Current Reviews


Amazing Spider-Man #46

Posted: Saturday, November 9, 2002
By: Ray Tate

"Unnatural Enemies"

Writer: J. Michael Straczynski
Artists: John Romita Jr.(p), Scott Hanna(i), Brian Haberlin(c)
Publisher: Marvel

I know what some people say of me. All he likes is cartoony books. The man is trapped in an era that mostly everybody but he has forgotten. For cripes sake, the man reviews Scooby-Doo as if it were Shakespeare!

Amazing Spider-Man is a Marvel Universe book. It has nothing to do with cartoons--well, not in an overt sense--but guess what? This week it too is perfection and just shows how badly the other books have been constructed.

Whereas it took Hawkman twenty-two pages to relate a story with a gratuitous Dr. Fate guest-appearance, JMS has Dr. Strange visit Peter in four pages to give our hero a really good pertinent warning. Whereas the flashbacks in Hawkman were mostly empty calories, the flashback--singular--here sets up the story, informs those who may have missed past issues and also in a humorous fashion establishes the tone. In addition, the good Doctor's presence is far more plausible than say a yeti crashing through your roof.

Exposition in the story is honest exposition. The arrangement of those facts however indicates a craftsman at work. JMS knows exactly which phrases to accent. He does this through the positioning of the sentences, and John Romita mirrors our reaction with Pete's reaction.

You expect all this information to be foreshadowing for a plot that will begin in a few issues.
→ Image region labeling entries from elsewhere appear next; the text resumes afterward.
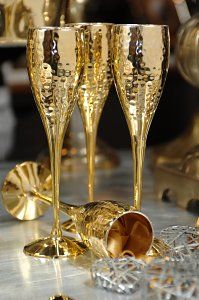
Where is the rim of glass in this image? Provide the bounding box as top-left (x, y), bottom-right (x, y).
top-left (66, 22), bottom-right (115, 26)
top-left (113, 24), bottom-right (169, 27)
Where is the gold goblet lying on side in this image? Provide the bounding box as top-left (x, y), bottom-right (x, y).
top-left (2, 162), bottom-right (153, 257)
top-left (24, 27), bottom-right (83, 258)
top-left (112, 24), bottom-right (169, 210)
top-left (73, 23), bottom-right (113, 202)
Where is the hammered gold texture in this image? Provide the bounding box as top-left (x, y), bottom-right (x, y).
top-left (175, 14), bottom-right (199, 88)
top-left (70, 23), bottom-right (113, 201)
top-left (0, 0), bottom-right (69, 46)
top-left (112, 25), bottom-right (169, 209)
top-left (24, 27), bottom-right (83, 258)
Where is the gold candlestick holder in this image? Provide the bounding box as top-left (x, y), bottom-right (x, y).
top-left (2, 162), bottom-right (153, 257)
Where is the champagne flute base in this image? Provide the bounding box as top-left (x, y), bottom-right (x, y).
top-left (61, 219), bottom-right (77, 233)
top-left (24, 236), bottom-right (86, 259)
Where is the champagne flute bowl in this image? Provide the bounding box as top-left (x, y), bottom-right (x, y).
top-left (69, 23), bottom-right (113, 202)
top-left (24, 26), bottom-right (83, 258)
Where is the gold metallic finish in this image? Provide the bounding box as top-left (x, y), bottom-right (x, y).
top-left (154, 146), bottom-right (199, 214)
top-left (61, 219), bottom-right (77, 233)
top-left (0, 0), bottom-right (69, 46)
top-left (113, 25), bottom-right (169, 210)
top-left (64, 201), bottom-right (153, 257)
top-left (2, 162), bottom-right (153, 257)
top-left (49, 295), bottom-right (73, 300)
top-left (70, 23), bottom-right (113, 201)
top-left (175, 14), bottom-right (199, 87)
top-left (24, 27), bottom-right (83, 258)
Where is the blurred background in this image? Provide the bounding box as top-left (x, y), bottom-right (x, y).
top-left (0, 0), bottom-right (199, 161)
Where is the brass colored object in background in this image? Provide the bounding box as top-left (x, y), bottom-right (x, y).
top-left (113, 25), bottom-right (170, 210)
top-left (49, 295), bottom-right (73, 300)
top-left (153, 14), bottom-right (199, 214)
top-left (2, 162), bottom-right (153, 257)
top-left (24, 27), bottom-right (83, 258)
top-left (0, 0), bottom-right (70, 47)
top-left (152, 113), bottom-right (199, 165)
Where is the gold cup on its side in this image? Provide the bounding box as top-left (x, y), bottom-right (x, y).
top-left (1, 162), bottom-right (153, 257)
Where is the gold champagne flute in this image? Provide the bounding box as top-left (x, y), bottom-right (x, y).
top-left (112, 24), bottom-right (170, 210)
top-left (24, 27), bottom-right (83, 258)
top-left (73, 23), bottom-right (113, 202)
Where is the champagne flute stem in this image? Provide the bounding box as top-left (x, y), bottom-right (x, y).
top-left (49, 139), bottom-right (62, 238)
top-left (86, 130), bottom-right (96, 202)
top-left (132, 135), bottom-right (146, 211)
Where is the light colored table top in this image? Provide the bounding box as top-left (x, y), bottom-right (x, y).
top-left (0, 152), bottom-right (196, 300)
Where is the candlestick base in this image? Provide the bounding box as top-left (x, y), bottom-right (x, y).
top-left (24, 236), bottom-right (86, 259)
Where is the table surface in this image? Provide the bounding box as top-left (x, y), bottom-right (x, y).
top-left (0, 152), bottom-right (196, 300)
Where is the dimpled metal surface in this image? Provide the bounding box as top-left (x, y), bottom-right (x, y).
top-left (113, 25), bottom-right (169, 210)
top-left (24, 27), bottom-right (83, 258)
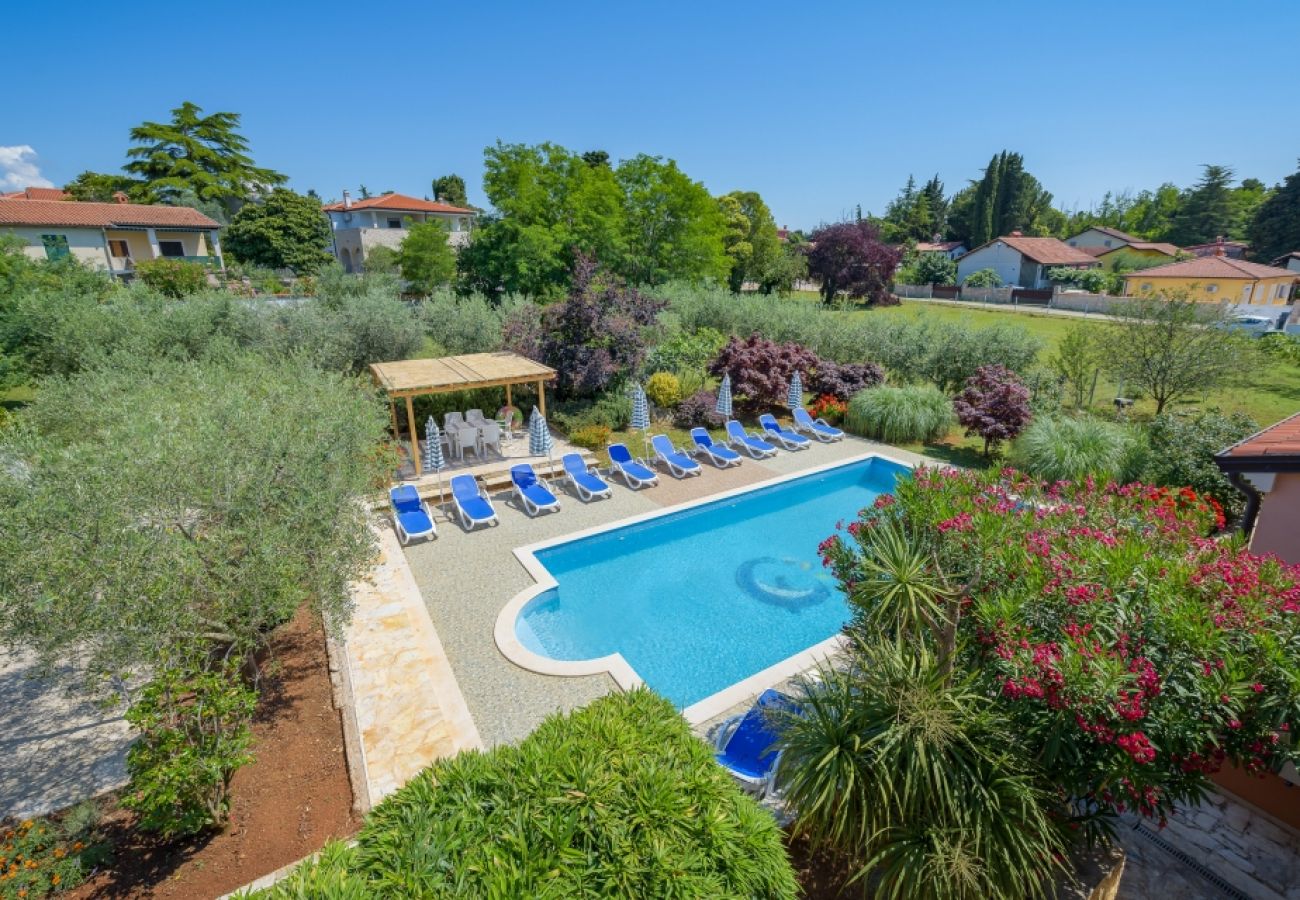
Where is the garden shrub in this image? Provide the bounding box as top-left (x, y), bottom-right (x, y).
top-left (844, 385), bottom-right (956, 443)
top-left (709, 334), bottom-right (818, 411)
top-left (135, 256), bottom-right (208, 299)
top-left (1011, 415), bottom-right (1141, 483)
top-left (646, 372), bottom-right (681, 410)
top-left (568, 425), bottom-right (610, 450)
top-left (823, 468), bottom-right (1300, 836)
top-left (672, 390), bottom-right (723, 428)
top-left (807, 359), bottom-right (885, 401)
top-left (0, 801), bottom-right (109, 900)
top-left (256, 689), bottom-right (798, 900)
top-left (122, 662), bottom-right (257, 838)
top-left (953, 365), bottom-right (1034, 457)
top-left (646, 328), bottom-right (727, 372)
top-left (1141, 408), bottom-right (1258, 518)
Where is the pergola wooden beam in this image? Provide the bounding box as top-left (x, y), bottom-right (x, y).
top-left (371, 350), bottom-right (555, 477)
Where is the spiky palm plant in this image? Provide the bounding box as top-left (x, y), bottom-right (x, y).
top-left (779, 640), bottom-right (1066, 900)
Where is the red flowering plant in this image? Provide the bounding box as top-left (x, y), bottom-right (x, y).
top-left (822, 468), bottom-right (1300, 835)
top-left (809, 394), bottom-right (849, 425)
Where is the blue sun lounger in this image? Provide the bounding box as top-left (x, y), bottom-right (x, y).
top-left (451, 475), bottom-right (497, 531)
top-left (650, 434), bottom-right (705, 479)
top-left (727, 419), bottom-right (776, 459)
top-left (758, 412), bottom-right (813, 450)
top-left (714, 691), bottom-right (798, 799)
top-left (389, 484), bottom-right (438, 544)
top-left (510, 463), bottom-right (560, 516)
top-left (794, 406), bottom-right (844, 443)
top-left (610, 443), bottom-right (659, 488)
top-left (560, 453), bottom-right (614, 503)
top-left (690, 428), bottom-right (740, 468)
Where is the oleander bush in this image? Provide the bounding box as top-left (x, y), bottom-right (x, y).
top-left (1011, 415), bottom-right (1145, 483)
top-left (246, 689), bottom-right (798, 900)
top-left (844, 385), bottom-right (957, 443)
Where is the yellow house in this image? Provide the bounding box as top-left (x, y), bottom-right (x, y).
top-left (1125, 256), bottom-right (1300, 306)
top-left (1097, 241), bottom-right (1179, 272)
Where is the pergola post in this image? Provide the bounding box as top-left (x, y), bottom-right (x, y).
top-left (407, 394), bottom-right (420, 479)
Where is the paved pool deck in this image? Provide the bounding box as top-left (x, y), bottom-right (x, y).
top-left (406, 437), bottom-right (944, 747)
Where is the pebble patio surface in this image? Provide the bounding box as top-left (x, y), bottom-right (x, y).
top-left (406, 437), bottom-right (936, 747)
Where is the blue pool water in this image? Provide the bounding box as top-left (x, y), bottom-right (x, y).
top-left (515, 458), bottom-right (909, 708)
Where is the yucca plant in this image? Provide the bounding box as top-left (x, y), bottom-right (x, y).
top-left (844, 385), bottom-right (956, 443)
top-left (779, 639), bottom-right (1066, 900)
top-left (1011, 416), bottom-right (1143, 481)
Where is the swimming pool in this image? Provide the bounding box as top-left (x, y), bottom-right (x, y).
top-left (498, 455), bottom-right (910, 709)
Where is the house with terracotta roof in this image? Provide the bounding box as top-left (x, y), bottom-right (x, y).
top-left (1125, 256), bottom-right (1300, 307)
top-left (917, 241), bottom-right (966, 259)
top-left (1084, 241), bottom-right (1183, 272)
top-left (324, 191), bottom-right (478, 272)
top-left (1065, 225), bottom-right (1141, 256)
top-left (0, 187), bottom-right (224, 277)
top-left (957, 232), bottom-right (1101, 290)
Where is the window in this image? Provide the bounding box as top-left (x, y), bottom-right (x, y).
top-left (40, 234), bottom-right (72, 259)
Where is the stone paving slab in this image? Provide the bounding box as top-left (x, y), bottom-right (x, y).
top-left (0, 652), bottom-right (133, 818)
top-left (343, 524), bottom-right (482, 806)
top-left (406, 437), bottom-right (933, 745)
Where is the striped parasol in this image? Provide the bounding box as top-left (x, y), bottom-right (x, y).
top-left (424, 416), bottom-right (447, 517)
top-left (785, 372), bottom-right (803, 410)
top-left (528, 406), bottom-right (555, 478)
top-left (714, 375), bottom-right (731, 419)
top-left (628, 382), bottom-right (650, 455)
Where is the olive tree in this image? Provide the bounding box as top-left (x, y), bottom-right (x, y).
top-left (0, 355), bottom-right (390, 689)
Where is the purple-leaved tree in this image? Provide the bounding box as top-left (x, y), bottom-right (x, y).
top-left (807, 222), bottom-right (902, 306)
top-left (953, 365), bottom-right (1034, 457)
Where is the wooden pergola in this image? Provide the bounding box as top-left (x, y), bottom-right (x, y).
top-left (371, 350), bottom-right (555, 475)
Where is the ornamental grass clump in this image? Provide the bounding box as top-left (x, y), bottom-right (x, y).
top-left (256, 689), bottom-right (798, 900)
top-left (823, 468), bottom-right (1300, 838)
top-left (844, 385), bottom-right (956, 443)
top-left (1011, 416), bottom-right (1144, 481)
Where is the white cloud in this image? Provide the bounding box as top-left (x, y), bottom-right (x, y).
top-left (0, 144), bottom-right (55, 191)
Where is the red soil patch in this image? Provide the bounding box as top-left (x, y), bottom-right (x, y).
top-left (68, 610), bottom-right (359, 900)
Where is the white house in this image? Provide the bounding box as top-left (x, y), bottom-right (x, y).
top-left (0, 187), bottom-right (224, 277)
top-left (324, 191), bottom-right (478, 272)
top-left (957, 233), bottom-right (1100, 289)
top-left (1065, 225), bottom-right (1141, 256)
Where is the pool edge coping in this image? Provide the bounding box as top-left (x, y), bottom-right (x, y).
top-left (493, 450), bottom-right (918, 726)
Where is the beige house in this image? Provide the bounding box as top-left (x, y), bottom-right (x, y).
top-left (324, 191), bottom-right (478, 272)
top-left (0, 189), bottom-right (224, 277)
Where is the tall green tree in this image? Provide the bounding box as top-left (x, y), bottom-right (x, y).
top-left (225, 187), bottom-right (333, 274)
top-left (1247, 158), bottom-right (1300, 263)
top-left (64, 169), bottom-right (144, 203)
top-left (616, 153), bottom-right (731, 285)
top-left (1167, 164), bottom-right (1235, 247)
top-left (719, 191), bottom-right (784, 291)
top-left (433, 174), bottom-right (469, 208)
top-left (398, 221), bottom-right (456, 297)
top-left (949, 150), bottom-right (1065, 247)
top-left (125, 101), bottom-right (289, 212)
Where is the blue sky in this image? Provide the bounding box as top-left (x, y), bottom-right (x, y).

Bang! It happens now. Remember, I did say Dr. Strange's warning was pertinent, and by Rao, what an eerie vision Spidey's latest enemy is. Defying gravity because she can, all inky blank with indigo highlights and glowing-white eyes . Ah, yes, the colors. All the light sources can be seen. All the understated shadow belongs where it happens to be located, and nuances of color that enhance the depth of musculature really do enhance the depth of musculature. Udon needs to be fired and fast.

The villain of the story is unique. JMS creates a villain who has a sort of happy-go-luck, lethal attitude that is the darker reflection of Spidey's Looney Tunes persona. This is a villain who likes to play but has no interest in reforming or bedding down the Wall-Crawler--although this tradition is given a subversive twist at the end as a gut-busting crescendo.